Sono certa che Varese un po’ lo abbia dimenticato, il mio buon Francesco Magatti, il secondo sindaco postrisorgimentale.
Delfino e amico di Carlo Carcano, divenuto primo cittadino di Varese nel 1866 nel pieno di una rivoluzione urbanistica avviata dal suo predecessore, del quale fu assessore agli allora servizi sociali ed educativi, era vedovo da pochi anni dell’amatissima Ester, che gli aveva dato quattro figli (cinque con la prima bambina, morta in fasce).

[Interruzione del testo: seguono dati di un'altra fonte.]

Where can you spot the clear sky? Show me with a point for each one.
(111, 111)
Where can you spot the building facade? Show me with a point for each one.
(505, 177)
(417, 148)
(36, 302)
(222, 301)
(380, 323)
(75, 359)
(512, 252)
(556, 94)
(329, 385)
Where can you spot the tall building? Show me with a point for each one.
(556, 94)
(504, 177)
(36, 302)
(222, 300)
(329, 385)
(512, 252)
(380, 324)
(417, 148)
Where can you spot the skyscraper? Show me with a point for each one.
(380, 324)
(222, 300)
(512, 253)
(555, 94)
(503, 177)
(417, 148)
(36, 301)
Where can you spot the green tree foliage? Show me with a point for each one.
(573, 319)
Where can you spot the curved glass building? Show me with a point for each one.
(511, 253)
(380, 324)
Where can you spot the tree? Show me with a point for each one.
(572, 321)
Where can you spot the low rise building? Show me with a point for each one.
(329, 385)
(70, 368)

Non fu decisione presa a cuor leggero, quella di consacrarsi alla sua città, privo di aiuti domestici com’era, benché di condizione agiata: i genitori e i suoceri erano mancati presto e si rese necessario mandare la prole in collegio in Svizzera, forse su consiglio dell’amica duchessa Litta, ginevrina d’origine, che, vedova a sua volta, gli fu sempre vicina di tenero affetto.

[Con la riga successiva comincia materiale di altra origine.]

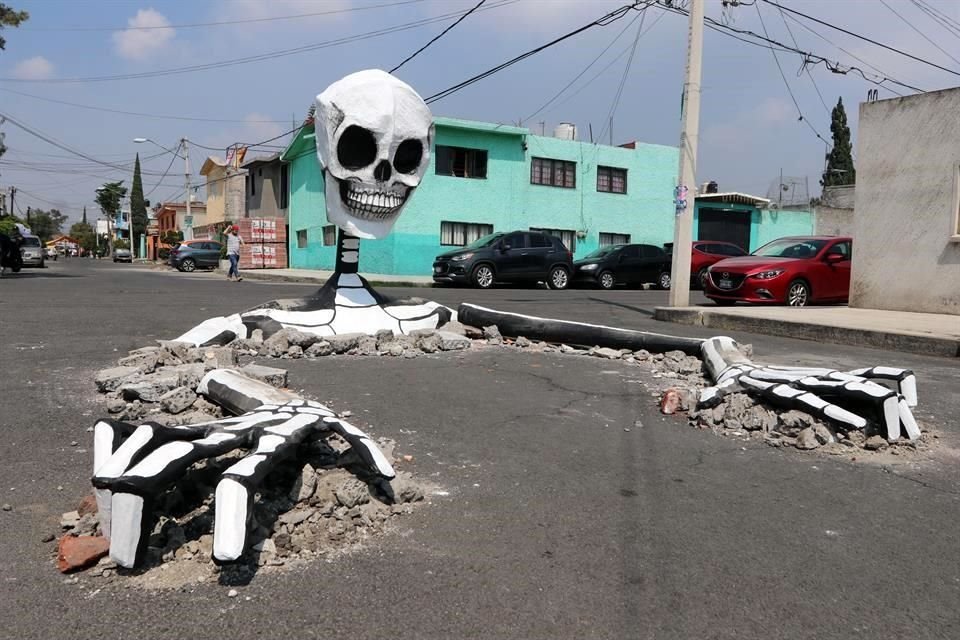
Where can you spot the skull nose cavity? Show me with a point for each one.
(383, 171)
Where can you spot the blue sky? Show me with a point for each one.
(749, 127)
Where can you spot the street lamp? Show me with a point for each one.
(184, 143)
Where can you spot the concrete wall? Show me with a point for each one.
(906, 250)
(505, 199)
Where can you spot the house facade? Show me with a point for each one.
(225, 187)
(267, 187)
(486, 177)
(906, 249)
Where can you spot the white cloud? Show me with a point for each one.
(35, 68)
(148, 32)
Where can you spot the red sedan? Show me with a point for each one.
(796, 271)
(705, 253)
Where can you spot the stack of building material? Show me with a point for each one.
(265, 243)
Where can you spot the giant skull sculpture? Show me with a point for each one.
(373, 137)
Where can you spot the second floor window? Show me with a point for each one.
(461, 162)
(611, 180)
(554, 173)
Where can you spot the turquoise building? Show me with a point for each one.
(486, 177)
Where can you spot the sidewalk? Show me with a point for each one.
(319, 277)
(921, 333)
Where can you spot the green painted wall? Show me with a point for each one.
(505, 198)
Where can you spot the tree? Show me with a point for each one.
(138, 207)
(840, 168)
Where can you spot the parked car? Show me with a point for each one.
(31, 249)
(193, 254)
(516, 256)
(629, 264)
(796, 271)
(709, 252)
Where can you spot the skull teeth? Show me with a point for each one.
(366, 202)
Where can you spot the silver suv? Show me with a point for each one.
(32, 251)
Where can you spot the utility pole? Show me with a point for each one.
(687, 183)
(188, 220)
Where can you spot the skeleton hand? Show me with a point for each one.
(850, 398)
(345, 304)
(133, 465)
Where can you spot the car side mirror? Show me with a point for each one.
(833, 258)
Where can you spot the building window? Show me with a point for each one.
(554, 173)
(567, 236)
(284, 185)
(606, 239)
(329, 235)
(611, 180)
(458, 234)
(461, 162)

Fu proprio anzi in occasione della prematura dipartita del Duca Antonio e in suo omaggio (mentre scrivo, sono sul treno per Milano che volle fortemente e finanziò lui di tasca sua pur essendo stato privato di molti mezzi da Radetzky durante le Cinque Giornate) che Magatti, dopo un mese di tentennamenti, si risolse ad accettare l’incarico di guida della città.
Padre e suocero farmacisti, un antenato assistente personale del Duca e nei geni il celeberrimo pittore Pietro Antonio, aveva rotto i ponti con la tradizione familiare studiando legge a Pavia.

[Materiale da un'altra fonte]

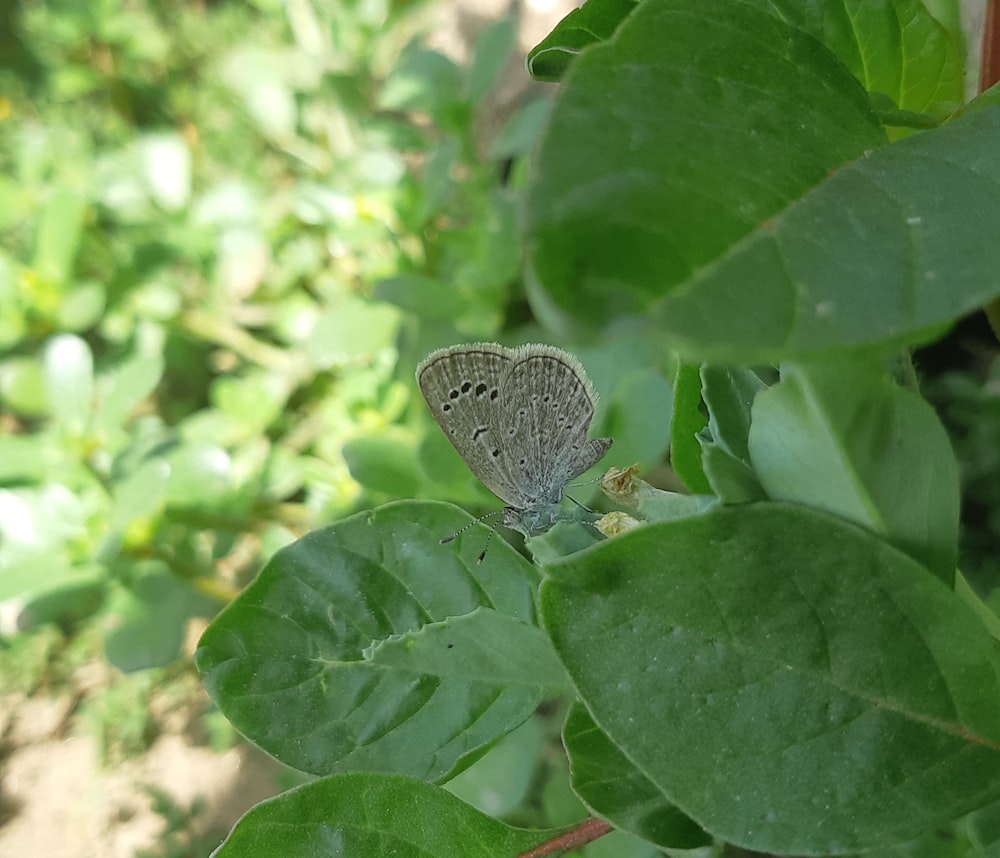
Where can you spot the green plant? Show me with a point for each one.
(219, 227)
(791, 664)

Divenuto notaio, fu lui ad imprimere la svolta Liberty a Varese che s’apprestava a diventare faro della Belle Epoque grazie ai suoi numerosi viaggi (famoso quello a Parigi), alla sua lungimiranza ed alla sua copiosa cultura, di cui non faceva particolare sfoggio essendo per indole timido e votato alla silenziosa filantropia.
Tante cose gli dobbiamo: il progetto del nuovo Cimitero Monumentale, l’apertura della Caserma Garibaldi, il Ricovero di Mendicità (lo inaugurò il 27 dicembre del 1875 dopo diverse notti insonni e le feste trascorse con il suo fido segretario Bernasconi a stilarne il decalogo).
Di lui, che resse per ben dodici anni la sindacatura e che si professava sindaco-papà della famiglia municipale, ho ritrovato negli archivi comunali una serie di bigliettini fra l’affettuoso e il goliardico in cui invitava i suoi ‘famigli’ (non nel senso latino di servi ma compagni di avventura quotidiana – la giunta municipale e tutti i travet: il termine appena entrato dalla commedia torinese, lo sdogana lui) ad un brindisi col vermouth, novità per quei tempi, di fronte al camino municipale dove avrebbero bruciato un ramoscello di ginepro.
Era un antico rito che aveva voluto restituire alla sua Varese per il giorno di Natale, quello in cui si sentiva più solo.
Povero il mio Francesco: gli ho dedicato un piccolo saggio sul Calandari do Ra Famiglia Bosina di quest’anno.
A lui, che era nato il giorno di San Francesco del 1928 in una cascina di Masnago ove la famiglia era in vacanza (in realtà visse tutta la vita nella casa natale di Luigi Sacco, demolita nel 1964), e che spesso non fu capito per la sua politica mediatrice, al mio malinconico sindaco Magatti, cui non mancarono i dispiaceri personali (ma non voglio intristirvi troppo) e che però preferiva mostrarsi nella sua veste più solare ai cittadini, vorrei che oggi si pensasse un poco, magari anche per dedicargli un piccolo luogo della città che aveva amato fino a dimenticarsi di sé.
Post scriptum. L’ho già chiesto in calce al Calandari, lo ripropongo qui: di lui, nonostante affannose ricerche, sono riuscita a trovare un’unica fotografia.
Fu, fra le altre cose, cultore dei ritratti dei suoi precedessori, che aveva esposto nelle anticamere del vecchio municipio del Garibaldino: purtroppo con il trasloco della sede comunale nel 1882 si è persa la notizia di dove siano andati a finire.
Mi piacerebbe ritrovarli e ricollocarli in una sede degna, magari proprio a Palazzo Estense. Chiedo aiuto a chi potrebbe sapere dove siano e al Sindaco perché trovi modo di esaudire questo mio desiderio, anzi no: del suo ottimo e caro predecessore.